The best expression of Congressional intent, when available, is from the Congress itself. In this connection, the Senate Finance Committee Report states (pp. 43-44, 82):
"Relief for Taxpayers Employing Last-in First-out Method of Inventory Valuation in Event of Forced Inventory Liquidation.
"Your committee amendment provides that if the taxpayer using the last-in first-out method of inventory valuation satisfactorily establishes the involuntary nature of his inventory liquidation, and if he replaces such units at least by the end of the third year after cessation of hostilities, his taxable income should be redetermined for such year or years of involuntary liquidation. His taxable income in such year or years would be reduced or increased, depending on whether the replacement cost was greater or less than the cost of the liquidated inventory units. In other words, the taxpayer is treated as if subsequent replacements of involuntarily liquidated inventory units had been made in the year of liquidation.
* * * * *
"Section 119. Last-In, First-Out Inventory.

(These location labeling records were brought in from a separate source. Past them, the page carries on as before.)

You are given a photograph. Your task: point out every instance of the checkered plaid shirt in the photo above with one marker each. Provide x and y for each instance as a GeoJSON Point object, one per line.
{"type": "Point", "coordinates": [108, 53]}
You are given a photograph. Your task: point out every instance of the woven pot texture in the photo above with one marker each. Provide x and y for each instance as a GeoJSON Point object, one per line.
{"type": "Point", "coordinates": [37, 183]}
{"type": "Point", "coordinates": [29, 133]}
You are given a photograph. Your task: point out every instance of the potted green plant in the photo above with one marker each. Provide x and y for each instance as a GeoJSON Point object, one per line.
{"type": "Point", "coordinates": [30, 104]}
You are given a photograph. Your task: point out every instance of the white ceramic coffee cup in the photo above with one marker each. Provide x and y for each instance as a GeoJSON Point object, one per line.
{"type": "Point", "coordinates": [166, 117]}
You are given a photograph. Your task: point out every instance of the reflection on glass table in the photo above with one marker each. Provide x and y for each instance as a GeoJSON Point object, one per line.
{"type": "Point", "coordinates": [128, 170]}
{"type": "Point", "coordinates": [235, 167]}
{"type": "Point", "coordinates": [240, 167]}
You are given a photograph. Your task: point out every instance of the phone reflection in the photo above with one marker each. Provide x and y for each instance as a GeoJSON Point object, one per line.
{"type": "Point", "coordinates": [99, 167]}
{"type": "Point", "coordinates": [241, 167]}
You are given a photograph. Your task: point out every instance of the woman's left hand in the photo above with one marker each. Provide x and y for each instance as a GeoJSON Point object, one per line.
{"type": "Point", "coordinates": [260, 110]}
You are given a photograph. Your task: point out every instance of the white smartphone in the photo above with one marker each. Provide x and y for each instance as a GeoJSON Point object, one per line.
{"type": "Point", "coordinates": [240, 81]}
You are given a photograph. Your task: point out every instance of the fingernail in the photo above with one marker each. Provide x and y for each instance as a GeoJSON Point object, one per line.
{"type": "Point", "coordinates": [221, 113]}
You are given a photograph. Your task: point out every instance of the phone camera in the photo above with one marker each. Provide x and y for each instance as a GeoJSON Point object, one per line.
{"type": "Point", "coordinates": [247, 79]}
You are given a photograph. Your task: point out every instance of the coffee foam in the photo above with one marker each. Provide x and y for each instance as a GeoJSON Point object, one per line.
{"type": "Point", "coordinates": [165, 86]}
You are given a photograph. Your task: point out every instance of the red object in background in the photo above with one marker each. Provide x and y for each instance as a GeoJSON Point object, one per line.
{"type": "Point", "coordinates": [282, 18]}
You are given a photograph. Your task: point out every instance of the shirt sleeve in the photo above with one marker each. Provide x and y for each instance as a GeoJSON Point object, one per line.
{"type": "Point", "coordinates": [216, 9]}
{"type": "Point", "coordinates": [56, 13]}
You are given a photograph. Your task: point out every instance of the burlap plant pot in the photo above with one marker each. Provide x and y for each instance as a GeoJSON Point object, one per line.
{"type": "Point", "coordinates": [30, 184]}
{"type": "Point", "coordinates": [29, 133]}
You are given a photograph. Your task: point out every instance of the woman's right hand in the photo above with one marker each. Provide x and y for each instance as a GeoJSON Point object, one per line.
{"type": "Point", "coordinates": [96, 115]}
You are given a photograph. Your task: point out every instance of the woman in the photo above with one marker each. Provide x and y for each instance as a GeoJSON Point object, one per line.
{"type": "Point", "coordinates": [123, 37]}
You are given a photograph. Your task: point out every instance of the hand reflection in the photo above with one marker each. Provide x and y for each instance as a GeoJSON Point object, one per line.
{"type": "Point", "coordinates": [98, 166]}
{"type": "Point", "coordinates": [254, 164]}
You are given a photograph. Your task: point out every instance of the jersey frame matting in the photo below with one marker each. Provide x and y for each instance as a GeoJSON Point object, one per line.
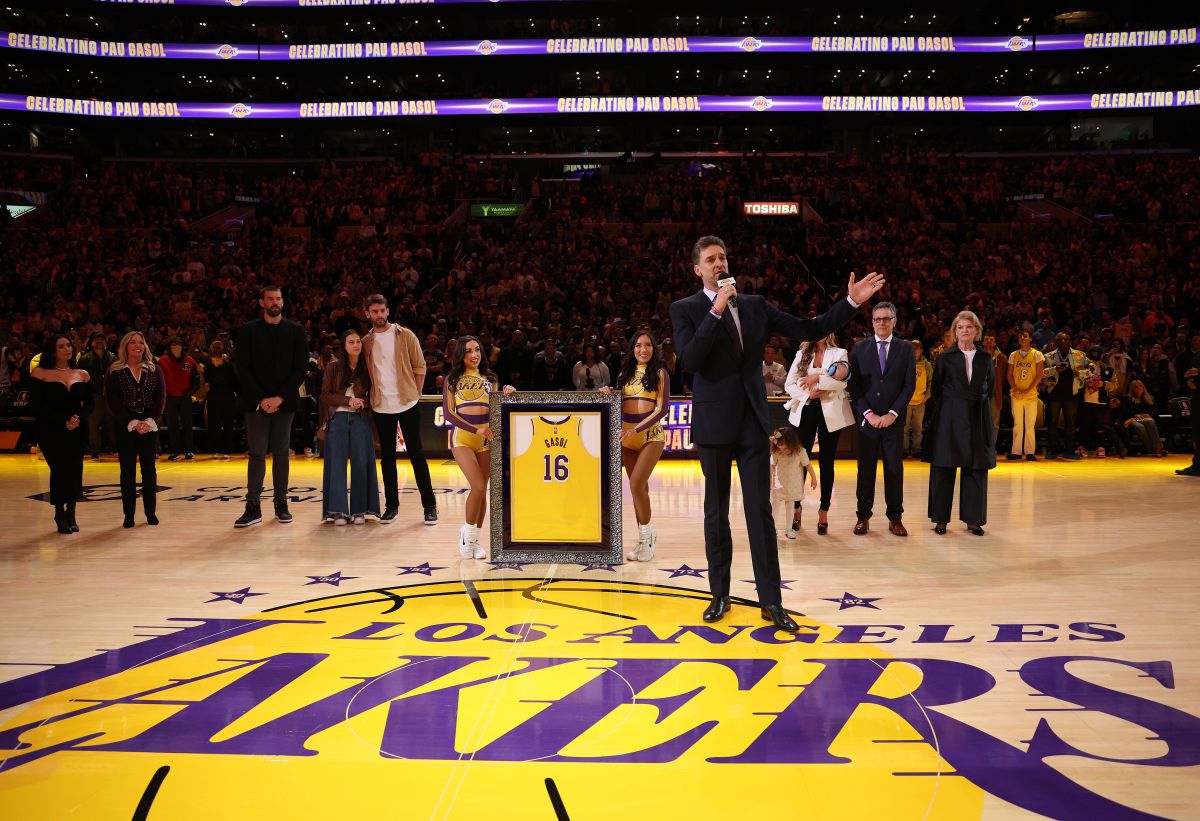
{"type": "Point", "coordinates": [509, 414]}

"In this new section of the bill your committee proposes to afford to taxpayers using the elective inventory method authorized by section 22(d) of the Code a measure of relief from the consequences of the involuntary liquidation of their base stock inventory resulting from prevailing war conditions. * * *"
There is nothing here that indicates LIFO may be abandoned. To the contrary, it would seem that the amendment was meant to correlate relief with continued usage of LIFO. The relief contemplated is set out in Section 22(d) (6) (A) (ii) without hint that such relief is to be arrived at any other way than through use of the LIFO method.